JHI: What are your main research interests?
JR: I’m a scholar of Food Studies, an interdisciplinary field in the humanities and social sciences. My research focuses on public culture and the marketplace in diverse cities. Over the last several years I have increasingly pursued an applied research approach. That is, as a community-engaged scholar, I try to find ways to put my research to work to create opportunities for social impact beyond the university.

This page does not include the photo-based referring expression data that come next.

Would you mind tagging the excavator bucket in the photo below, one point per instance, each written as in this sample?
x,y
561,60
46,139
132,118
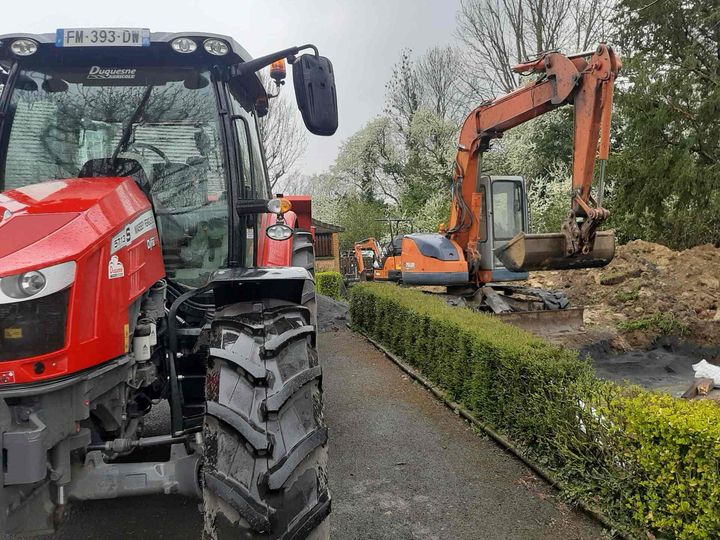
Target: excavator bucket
x,y
528,252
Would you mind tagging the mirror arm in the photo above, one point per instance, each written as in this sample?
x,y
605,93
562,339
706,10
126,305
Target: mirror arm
x,y
240,70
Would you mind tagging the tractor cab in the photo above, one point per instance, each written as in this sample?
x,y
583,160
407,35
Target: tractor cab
x,y
176,113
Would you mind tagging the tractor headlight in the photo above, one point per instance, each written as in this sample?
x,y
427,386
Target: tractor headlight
x,y
23,47
279,205
183,45
216,47
36,283
32,282
279,232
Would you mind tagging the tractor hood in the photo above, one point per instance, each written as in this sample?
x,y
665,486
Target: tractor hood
x,y
57,221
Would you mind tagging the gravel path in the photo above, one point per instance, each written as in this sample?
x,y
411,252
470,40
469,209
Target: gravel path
x,y
405,467
402,467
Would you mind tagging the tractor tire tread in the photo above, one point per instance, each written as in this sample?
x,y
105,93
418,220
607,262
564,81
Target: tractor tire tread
x,y
265,438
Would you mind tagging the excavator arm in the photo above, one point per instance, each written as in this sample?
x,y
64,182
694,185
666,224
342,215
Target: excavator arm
x,y
584,80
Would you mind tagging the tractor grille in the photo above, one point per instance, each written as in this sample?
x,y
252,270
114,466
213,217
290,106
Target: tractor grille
x,y
33,327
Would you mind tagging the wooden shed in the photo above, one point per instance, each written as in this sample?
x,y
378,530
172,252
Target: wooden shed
x,y
327,246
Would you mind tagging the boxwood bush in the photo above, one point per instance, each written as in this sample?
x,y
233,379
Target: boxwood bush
x,y
646,460
330,284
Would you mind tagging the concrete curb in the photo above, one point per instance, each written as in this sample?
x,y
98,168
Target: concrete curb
x,y
619,531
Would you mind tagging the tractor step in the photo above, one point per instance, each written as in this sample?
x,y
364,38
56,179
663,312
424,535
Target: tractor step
x,y
528,252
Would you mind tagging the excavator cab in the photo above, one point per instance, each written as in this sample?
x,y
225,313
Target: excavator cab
x,y
503,216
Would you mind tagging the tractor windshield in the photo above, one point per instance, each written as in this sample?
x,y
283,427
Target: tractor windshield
x,y
158,125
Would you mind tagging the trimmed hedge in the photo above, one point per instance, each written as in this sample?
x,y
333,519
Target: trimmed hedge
x,y
330,284
646,460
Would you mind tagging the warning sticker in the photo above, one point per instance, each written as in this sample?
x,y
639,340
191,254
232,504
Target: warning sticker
x,y
13,333
115,268
142,224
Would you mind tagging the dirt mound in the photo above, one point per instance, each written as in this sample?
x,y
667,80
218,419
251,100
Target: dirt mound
x,y
647,291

JHI: What research project(s) are you working on now at the JHI and why did you choose it?
JR: This year I am working on several projects that, together, explore pleasure as a site of hospitality – care and welcoming – in city foodways. Broadly, my more theoretical work in cultural studies looks at how certain edible items attain culinary value while others may come to be contested. Under what conditions does a food become a tool of hospitality used to cement social connection? By contrast, how and why are some comestibles denied culinary value? This is largely a question about classification that brings together global histories as well as practices in everyday life, and it has implications for public culture, policy, and food access. My community-engaged research - which I am undertaking in collaboration with colleagues at U of T’s Culinaria Research Centre and the Feeding City Lab - focuses on sites of provisioning in Toronto to support more equitable, inclusive, and resilient foodways. We just recently had a couple of events on university-community collaborations -- stay tuned to the JHI’s Youtube page if you’re interested in learning more!
JHI: What experiences are you hoping for at the JHI?
JR: Our annual theme this year is pleasure. The potential to study this topic from the perspective of Food Studies seems obvious, but for my own work this year I want to shift the frame away from consumption to explore the meanings of pleasure within food systems more broadly. So, I am really interested in deepening my analytical framework by engaging with the theme in other contexts and disciplines. Every week I look forward to the Circle of Fellows meeting with my JHI colleagues, because I am continually learning from them.
JHI: Share something you read/watched/listened to recently that you enjoyed/were inspired by.
JR: It’s hard to choose just one. I’m the Reviews Editor at Gastronomica, so I have a running list of all the fascinating new books and films on food. I recently did an interview for Gastronomica with Kim Walker and Mark Nesbitt, authors of Just the Tonic: A Natural History of Tonic Water. This is a fun, accessible and highly informative book on the intersections of medicine, pleasure, and commoditization in global food history, published by Royal Botanic Gardens, Kew. It’s also a beautiful book, with lots of visual storytelling drawn from the Kew’s image collection.
JHI: What is a fun fact about you?
JR: I like to cook (when I can find the time!). The first recipe I ever learned was schnitzel. I have fond memories of making it with my family when I was three or four years old; I haven’t had it in years, but I still clearly recall the well-worn look of our trusty frying pan. These days, my most indispensable kitchen tools are really just a good knife, a citrus reamer, and a healthy dose of humility.